Taking this idea out further, it speaks to infrastructure upgrades that will be necessary in order to power all of these electrocars. Estimates vary by region, power generation from automobiles as a fraction of total is somewhere between 10% and 30%, which exceeds both the spare capacity of the electric grid in aggregate, as well as often exceeding local transmission capabilities.
All-in-all, the costs of electrocar adoption are nonlinear: the first few percent of the population who adopt don't have to deal with the structural problems: a 100-unit condominium building can add two or three 240V chargers, the local grid can handle a handful of vehicles. At scale, however, major infrastructure upgrades will be required.
The other car does 6 miles 3 times a week and is in the driveway almost all the time.
Sure, there are whales that do 300 miles a week, but that's not most people.
Looking at a sample of about 13 million vehicles that passed MOT tests in both 2018 and 2019, and thus reported the milage
Percentiles 20%: 2700 40%: 4800 50%: 6000 60%: 7000 80%: 10500 90%: 14000 95%: 17000
Lets assume that's all commuting over 5 days a week, 47 weeks a year. That means in an average 12 hour night:
20% of cars would need less than 11 miles of charge, or 4kWh -- 350W
Another 20% of cars would need less than 21 miles of charge, or 7kWh -- 600W
Another 20% of cars would need less than 10kWh -- 850W
Another 20% of cars would need less than 15kWh -- 1.25kW
Another 15% of cars would need 24kWh -- 2kW
All of that is less than a kettle, an average 13A plug is more than enough.

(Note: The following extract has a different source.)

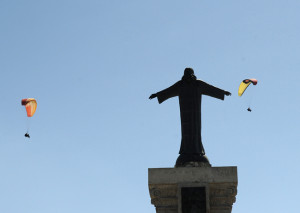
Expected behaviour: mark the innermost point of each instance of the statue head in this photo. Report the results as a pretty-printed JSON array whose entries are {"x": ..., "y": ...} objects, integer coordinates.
[{"x": 189, "y": 74}]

Now if those mileages include many people doing long distance drives at weekends and not regular commuting, the actual top-up needed every night isn't anywhere near as much. Some cars will do lots of miles at the weekend and need to draw the full 3kW out of a standard socket, sure. My kettle doesn't have an issue with doing that. For every car needing that full charge on a Sunday and during the rest of the week, there's a dozen that don't. OK, your battery might be down to 10% on Sunday night, but then you charge it to 20% for Monday morning, drop to 17% after your commute, charge to 27% Tuesday, and so on.
100A, or even 60A, house breakers aren't going to have an issue with keeping 95% of cars topped up, so you're at the next level. On the rare occasion you need to fully recharge really quickly, go to a specialist location with a 20kW+ charger. The data shows that most people won't need that most of the time.
Looking at newer cars -- ones made in 2016 (and thus having first MOT in 2019), you'd think they'd have a higher mileage. And they do, median is 8400, and 80%ile is 13,300, 95% 22700 -- about 30% higher in each bracket, but that's still well within a home charge range, even for the 95%ile, and only 1 in 4 cars are new enough to be in that category, so median mileage of all cars would be under 7,000 miles a year range.
You're right there's a grid level problem -- the dip in power generation in the UK overnight is about 10GW, which could sustain about 14 million cars - not too great when there's more than twice that needing power.
Assuming that in a given area cars are distributed fairly evenly as above, with some cars needing 24kWh a night, but others needing 4kWh, the average overnight draw would still only be 700W, that doesn't feel like it's going to trip neighbourhood substations, but further upstream could be problems.